True-Blue
To be newly defiant and non-compliant.
Yesterday morning I was lying on my front lawn, face to the sky, trying to decide what kind of lawn mower I needed to buy. The hedge clippers beside me were my perfectly illogical stand-in for a mower.
The grass felt silky and the light was in between, not quite sunrise. After my husband died, I disappeared into myself. Grief can make you feel small without you noticing. But something shifted. Just like when I was in my teens, my latest decade is about self discovery and trying on new identities. My friend, Sheila, told me I would become many new versions of me. “Try them all on,” she said. And I have, reclaiming pieces of the girl I used to be, the one who tried things simply because she could.
“Have you lost your filter?” someone might ask.
No, I have not. I have simply moved past the territory of complying, fading away, bending to stereotypes, and into the frontier of being true-blue. It is an independence our grandmothers rarely had the social permission to claim.
So there I was, completely content on the grass, testing out a gymnast-level lying leg tuck. My doctor may call it a functional fitness test, but for me it is the ultimate age defier.
You begin the maneuver with the enthusiasm of a gymnast. One leg stays long, a steady anchor. The other begins its ambitious journey.
You hoist the active leg, guiding the thigh to drape over its partner, twisting the pelvis just so, until, with a final rotation, the sole of that foot meets the surface on the other side. Squarely. Flat. Unmistakable.
In that moment, I was not a widow with a lawn mower dilemna. I was the fourteen-year-old girl sitting cross-legged on my bed, folded into herself like origami. That girl is still present. I just needed to shake her awake.
It is a hilarious, private flex, a physical middle finger to the concept of time. As I admired the sky, twisted into a human knot, feeling a deep, satisfying flexibility, I heard a voice.
“Oh God, maybe I have lost it,” I said to myself.
I looked over and saw my beloved neighbor, her beautiful lab puppy, and what appeared to be two cups of coffee headed my way.
She was half whispering, half calling my name as she moved low to the ground, stealth like, as though entering a stakeout.
“Bren,” she said, “are you okay?”
For the first time, I realized how ridiculous I must look. I laughed out loud, my hand over my mouth because the sun was not quite up yet. It was trying too.
“What are you doing?” she asked, as I raised myself up and gratefully accepted the coffee she offered.
She looked at me, then at the hedge clippers, with a half smile and a half concerned glance. Laughing, I explained that I was planning to trim my lawn with hedge clippers while contemplating what kind of mower to buy. But in between, I could not help noticing the sky.

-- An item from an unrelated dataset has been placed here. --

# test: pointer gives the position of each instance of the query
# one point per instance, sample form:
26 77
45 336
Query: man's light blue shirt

Coffee cups in hand, we both lay down on my front lawn, and taking a cue from us, her puppy did the same. We were silent for a moment, admiring the beautiful pink, crushed-rose hue that had appeared for the second day in a row.
Then she said,
“You should buy an electric mower. Make sure it is light so it does not catapult you across the lawn.”
I smiled to myself. I am pretty sure me winging wildly across my lawn with an electric mower would look normal compared to tucking myself into the blades of grass. Remembering my newly defiant, non-compliant emerging self, I said,
“Our neighbors will think we are nuts.”
She smiled and said, “Who cares, let them. And you are the nicest, most fun neighbor I have ever had. Please never move.”
Later that day, her son mowed my lawn and I ordered my mower. As the sun set, I felt an odd freedom I had not felt in a long time.
Turns out I am not finished with myself yet. Not even close.



Self-discovery never ends, unless you want it to. I like the idea of laying down on a lawn, but mine is currently like a dust bowl. Maybe I'll eat a peach over the sink instead.